The temple stealthily insinuated itself into his perception as he approached out of the thick woodland. First was the smell of incense, seeming to grow out of the resinous scent of the trees which had accompanied him every step of the way from the landing site. It was gradually joined by the music, which also seemed to rise from the gentle cadence of nature: the wind sashaying lazily through the trees; the creatures calling to each other in voices of every pitch; the streams providing a modest, rippling counterpoint. Without the barely-perceptible addition of human voices to this humble symphony, it would take someone with highly-attuned hearing or a lifetime of experiences in that temple to be able to distinguish the monks' instrumentation woven carefully between the natural melodies. He happened to have both.
Finally, he saw the temple itself standing on an outcrop from a cliff rising out of the surrounding forest. Most of it had simply been hewn from the rock itself, and the rest built with great skill to be virtually invisible at anything more than the shortest distance. He ascended the narrow stairway which was the temple's only access route, unconsciously making the customary subtle gestures which would ensure his safety from the hidden sentries. His old bones ached by the time he reached the gateway to the main courtyard, but he pushed it from his thoughts; he would deal with those feelings at a more appropriate time.
He was alone in the courtyard, and he sat in one of the recessed seats set into the wall, letting the familiar sounds and smells soak into his mind. It was blissfully soothing after the harsh blackness of space and the even harsher humans he had encountered: unrefined barbarians for the most part, blundering through life unaware of the greater truths of the soul or the true capabilities of their human bodies.

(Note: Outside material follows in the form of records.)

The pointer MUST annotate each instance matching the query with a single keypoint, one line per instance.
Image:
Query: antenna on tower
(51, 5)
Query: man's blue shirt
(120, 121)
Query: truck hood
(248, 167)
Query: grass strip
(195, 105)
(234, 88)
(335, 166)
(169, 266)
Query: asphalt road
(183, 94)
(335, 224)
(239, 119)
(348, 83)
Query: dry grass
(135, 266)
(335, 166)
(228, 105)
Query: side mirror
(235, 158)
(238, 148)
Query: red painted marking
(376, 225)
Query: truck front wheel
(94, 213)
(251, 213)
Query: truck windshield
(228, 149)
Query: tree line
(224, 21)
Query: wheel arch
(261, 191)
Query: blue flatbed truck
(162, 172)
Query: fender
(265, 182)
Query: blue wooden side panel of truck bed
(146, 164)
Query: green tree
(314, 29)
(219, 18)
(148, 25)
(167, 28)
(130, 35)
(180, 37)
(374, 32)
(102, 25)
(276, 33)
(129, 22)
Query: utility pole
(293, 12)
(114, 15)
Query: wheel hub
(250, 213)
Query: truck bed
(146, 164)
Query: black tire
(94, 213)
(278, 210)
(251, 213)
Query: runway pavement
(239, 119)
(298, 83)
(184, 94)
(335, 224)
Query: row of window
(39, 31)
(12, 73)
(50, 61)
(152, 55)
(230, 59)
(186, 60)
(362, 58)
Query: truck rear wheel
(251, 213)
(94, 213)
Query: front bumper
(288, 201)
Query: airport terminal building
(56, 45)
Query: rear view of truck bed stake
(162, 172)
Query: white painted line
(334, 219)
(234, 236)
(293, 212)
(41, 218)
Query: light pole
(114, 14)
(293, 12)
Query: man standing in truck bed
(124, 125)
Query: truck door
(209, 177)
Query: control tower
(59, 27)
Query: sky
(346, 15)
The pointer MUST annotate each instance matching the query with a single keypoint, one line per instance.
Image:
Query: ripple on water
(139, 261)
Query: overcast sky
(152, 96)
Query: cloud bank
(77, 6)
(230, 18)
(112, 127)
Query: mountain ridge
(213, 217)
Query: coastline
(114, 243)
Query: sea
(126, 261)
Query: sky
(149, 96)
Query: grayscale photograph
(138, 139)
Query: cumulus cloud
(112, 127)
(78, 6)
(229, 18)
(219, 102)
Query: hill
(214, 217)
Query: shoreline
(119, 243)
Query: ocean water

If his mission had not been a vital one, he would have resisted leaving the temple more strongly than he had done.
'If you had resisted, good Alma, we would be without an apprentice when the time of succession came.' The master of the temple, a monk older even than Alma himself, melted into sight as he spoke. It was a testament to his tremendous skill that Alma had not heard him approach, as he had the seven students who had passed unseen through the courtyard since his arrival. He rose to greet his master with a respectful bow, which was returned by the older monk. 'I need not ask if your mission was successful, of course; only when we can expect our new arrival.'
'The woman is in her final weeks of pregnancy, master. If they do as I have instructed, the child will be here within a month.'
'You please me, Alma. You may spend the meantime as you wish; the students will see to the necessary preparations.'
- - - - -
Yù Yán eased herself into bed, and sought her husband's hand with her own. It was cold, but gripped hers firmly in response. Neither spoke, each thinking only of the old monk's words and what they would mean for them. Great sorrow was tempered with pride, but any comfort that pride could bring would be tarnished by the necessity of keeping it secret. Your child is of great importance, the monk had told them. But to fulfil her destiny, she must be sent to the Temple of Stone during her first day of life. She would never know her child, and her child would never know her. What the monk asked was such a terrible thing, but she did not want to contemplate the consequences of defying his instructions. If her child was to have a great destiny, she could do incalculable harm by preventing its fulfilment.
So she would bear the child, give her life, and then only hours later Chèn would take her up in his ship and return without her. They would tell everyone that their daughter had not survived birth, and would never speak of the old monk, of grand destinies, or of the Temple of Stone - just as they had been told, and just like dozens of other couples living on Xinmuchang had done before them. The monks of the Stone Temple would have another student, and the parents took solace in the tales of prophecy; the only thing that separated this couple from the others was that this time, unknown to Alma, his words had been more prophetic than he could have known.